One day in Borders, I happen to see a book called the Blood Type Diet which spoke of the very weaknesses and strengths I have and that’s what lead me to read further and eventually give up dairy and wheat. 12 lbs. fell off in a few months. I started very gradually, nothing drastic at all. Over the next year another 6 pounds disappeared, but more importantly, my thirst problem gradually improved. After the first few months I found I wasn’t quite as thirsty and tried cutting back to 3 pills a day instead of 4. Then a few months later I reduced by another, then another. So now I take one pill for thirst a day and am hopeful that some day I won’t need any. This is simply amazing to me since I’ve struggled for 8 years with this issue (Salivary glands shut down. At one point I was drinking 3 gallons of water a day).

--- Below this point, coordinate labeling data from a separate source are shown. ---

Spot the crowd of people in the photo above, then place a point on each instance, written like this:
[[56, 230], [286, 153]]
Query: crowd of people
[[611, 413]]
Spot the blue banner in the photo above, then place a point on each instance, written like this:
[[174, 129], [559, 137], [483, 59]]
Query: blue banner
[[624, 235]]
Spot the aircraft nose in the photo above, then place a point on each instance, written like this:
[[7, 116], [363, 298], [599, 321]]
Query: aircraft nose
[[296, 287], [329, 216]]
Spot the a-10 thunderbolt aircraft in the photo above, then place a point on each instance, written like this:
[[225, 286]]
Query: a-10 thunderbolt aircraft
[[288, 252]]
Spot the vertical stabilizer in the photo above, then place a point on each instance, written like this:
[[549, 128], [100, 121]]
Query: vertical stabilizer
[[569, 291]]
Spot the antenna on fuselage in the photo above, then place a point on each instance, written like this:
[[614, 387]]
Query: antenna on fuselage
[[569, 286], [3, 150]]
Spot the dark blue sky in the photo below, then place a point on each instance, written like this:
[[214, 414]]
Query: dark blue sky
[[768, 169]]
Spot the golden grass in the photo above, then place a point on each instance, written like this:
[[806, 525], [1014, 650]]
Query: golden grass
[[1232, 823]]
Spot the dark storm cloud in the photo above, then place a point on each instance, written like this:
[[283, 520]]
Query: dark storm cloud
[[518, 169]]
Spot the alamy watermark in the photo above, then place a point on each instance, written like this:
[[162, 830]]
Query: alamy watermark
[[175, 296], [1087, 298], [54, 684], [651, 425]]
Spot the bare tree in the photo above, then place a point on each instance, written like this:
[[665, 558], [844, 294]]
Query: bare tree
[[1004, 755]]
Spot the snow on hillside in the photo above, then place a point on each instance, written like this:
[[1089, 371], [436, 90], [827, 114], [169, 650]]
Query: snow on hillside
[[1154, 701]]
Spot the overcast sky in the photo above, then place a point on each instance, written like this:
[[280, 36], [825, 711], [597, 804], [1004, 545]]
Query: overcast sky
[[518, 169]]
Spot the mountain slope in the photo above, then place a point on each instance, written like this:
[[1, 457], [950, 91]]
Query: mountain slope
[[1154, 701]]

Who would think, after visiting all the specialists you can think of, that diet alone would help resolve it? Doctors cannot explain to me why I have this problem and i have the feeling they wouldn’t believe me if I told them what helped. I think they’d just say it was a coincidence. NOT! I would still like to lose more weight, but my focus has shifted to good health instead of a number on a scale. Now I get really hungry for the next meal, which is a great feeling. I don’t feel bloated because I’m eating foods that are easy for my body (blood type) to digest. It’s difficult, but well worth it to me. “
So, I have decided to try the blood type diet again. Sharon and I happen to both be Type O, so I got lots of tips from her. Yesterday we went shopping together at Trader Joe’s and I bought things like rice pasta, organic blueberry preserves and rice cakes. She brought me flax and millet bread and chips to try. They are actually quite awesome!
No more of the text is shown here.